Developing and Storing DQ Expectations

After the Data Engineer settles with the Data User on DQ Agreements, it's time for them to develop expectations.

You can think of this process as if you're using a command-line - you write some code that defines expectations and save them to the store. You only run this code once and then you can throw it away. When you want to update your expectations, you don't change your code, but write a different piece of code that updates the expectations in the store.

First, you need to run the Configuration Notebook

%run ./path/to/conf_notebook
After that, there is a dq_tool variable available to work with the DQ Tool.

To develop expectations, you need a playground - an object that is used to define and try out expectations on top of a given metastore table.

my_table = 'my_db.customers'
playground = dq_tool.get_playground(table_name=my_table)
By default the playground executes expectations on a limited number of rows. If you want to increase the limit, pass the row_count_limit parameter to get_playground. If you want to use all rows, pass None as a value.

An expectation describes a condition that needs to be met by data in a Hive Metastore table.

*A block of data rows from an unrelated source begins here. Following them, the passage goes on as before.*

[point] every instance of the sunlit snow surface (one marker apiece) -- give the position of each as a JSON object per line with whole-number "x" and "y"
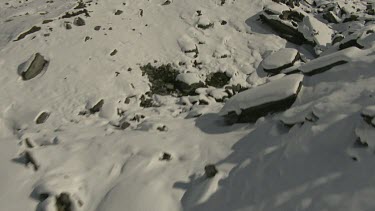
{"x": 305, "y": 158}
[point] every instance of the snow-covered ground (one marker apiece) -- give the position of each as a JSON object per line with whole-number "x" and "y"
{"x": 86, "y": 124}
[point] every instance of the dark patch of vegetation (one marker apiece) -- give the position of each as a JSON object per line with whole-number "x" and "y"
{"x": 163, "y": 81}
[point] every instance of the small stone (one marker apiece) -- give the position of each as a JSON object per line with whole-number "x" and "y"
{"x": 124, "y": 125}
{"x": 97, "y": 107}
{"x": 42, "y": 118}
{"x": 68, "y": 26}
{"x": 79, "y": 21}
{"x": 118, "y": 12}
{"x": 210, "y": 171}
{"x": 165, "y": 157}
{"x": 114, "y": 52}
{"x": 63, "y": 202}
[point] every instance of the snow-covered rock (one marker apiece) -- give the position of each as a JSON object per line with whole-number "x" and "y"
{"x": 254, "y": 103}
{"x": 281, "y": 59}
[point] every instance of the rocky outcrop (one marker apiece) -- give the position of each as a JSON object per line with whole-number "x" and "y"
{"x": 33, "y": 67}
{"x": 275, "y": 96}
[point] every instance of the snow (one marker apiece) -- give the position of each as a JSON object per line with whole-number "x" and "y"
{"x": 273, "y": 91}
{"x": 189, "y": 78}
{"x": 316, "y": 31}
{"x": 369, "y": 111}
{"x": 280, "y": 58}
{"x": 304, "y": 158}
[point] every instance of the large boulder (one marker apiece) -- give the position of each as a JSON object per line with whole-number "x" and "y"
{"x": 275, "y": 96}
{"x": 33, "y": 67}
{"x": 280, "y": 60}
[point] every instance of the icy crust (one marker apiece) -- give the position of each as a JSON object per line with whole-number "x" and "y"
{"x": 329, "y": 61}
{"x": 273, "y": 91}
{"x": 369, "y": 111}
{"x": 316, "y": 31}
{"x": 280, "y": 58}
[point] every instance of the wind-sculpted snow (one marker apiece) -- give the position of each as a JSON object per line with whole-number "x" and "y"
{"x": 124, "y": 105}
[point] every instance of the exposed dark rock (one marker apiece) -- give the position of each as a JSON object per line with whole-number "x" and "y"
{"x": 80, "y": 5}
{"x": 76, "y": 13}
{"x": 97, "y": 107}
{"x": 350, "y": 43}
{"x": 290, "y": 3}
{"x": 166, "y": 156}
{"x": 30, "y": 31}
{"x": 68, "y": 26}
{"x": 218, "y": 79}
{"x": 124, "y": 125}
{"x": 338, "y": 38}
{"x": 79, "y": 21}
{"x": 163, "y": 81}
{"x": 47, "y": 21}
{"x": 37, "y": 65}
{"x": 330, "y": 17}
{"x": 162, "y": 128}
{"x": 146, "y": 102}
{"x": 210, "y": 171}
{"x": 204, "y": 27}
{"x": 167, "y": 2}
{"x": 187, "y": 89}
{"x": 253, "y": 113}
{"x": 114, "y": 52}
{"x": 286, "y": 65}
{"x": 118, "y": 12}
{"x": 29, "y": 143}
{"x": 63, "y": 202}
{"x": 285, "y": 31}
{"x": 325, "y": 68}
{"x": 42, "y": 118}
{"x": 359, "y": 144}
{"x": 29, "y": 159}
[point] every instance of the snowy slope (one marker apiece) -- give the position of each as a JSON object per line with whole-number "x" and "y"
{"x": 109, "y": 143}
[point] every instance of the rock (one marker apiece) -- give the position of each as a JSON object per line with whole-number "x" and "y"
{"x": 187, "y": 83}
{"x": 30, "y": 159}
{"x": 204, "y": 23}
{"x": 63, "y": 202}
{"x": 30, "y": 31}
{"x": 33, "y": 67}
{"x": 166, "y": 157}
{"x": 167, "y": 2}
{"x": 97, "y": 107}
{"x": 114, "y": 52}
{"x": 331, "y": 17}
{"x": 68, "y": 26}
{"x": 118, "y": 12}
{"x": 42, "y": 117}
{"x": 287, "y": 29}
{"x": 275, "y": 96}
{"x": 329, "y": 61}
{"x": 368, "y": 115}
{"x": 218, "y": 79}
{"x": 124, "y": 125}
{"x": 280, "y": 60}
{"x": 210, "y": 171}
{"x": 79, "y": 21}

There's a long list of expectation types available. You can also see all available expectations by running playground.list_available_expectation_types() Each expectation type is a method on the playground object.

To define an expectation meaning There are at least 400 rows in the table, you execute the following function:

line_count = my_playground.expect_table_row_count_to_be_between(min_value=9500, max_value=11000)
line_count
The moment you execute the function, the expectation is run on the given metastore table. You can see the result and iterate until you reach the definition you're satisfied with.

Expectation store is a database containing your expectation definitions. When you're happy with your expectation, add it to the store:

dq_tool.expectation_store.add(
    expectation=line_count,
    table_name=my_table,
    severity='error',
    agreement='The customer count in a dataset exported to the marketing tool should be between 9500 and 11000.'
)
The severity parameter defines how serious damage there will be, should the expectation fail. Use 'error' and 'warning' values.

The agreement parameter is a text of the agreement you settled upon with the Data User. It should be clear and concise and it should contain explicit values. There's no automatic sync between the agreement and the rest of the definition, so you need to make sure these are consistent.

Continue adding expectations by repeating the steps above.

The scope of what you can check using expectations is intentionally limited. If you want do some heavy lifting, like computing aggregations, joining different tables, you should do these in a data pipeline, store the results in a table and add an expectation on top of this table.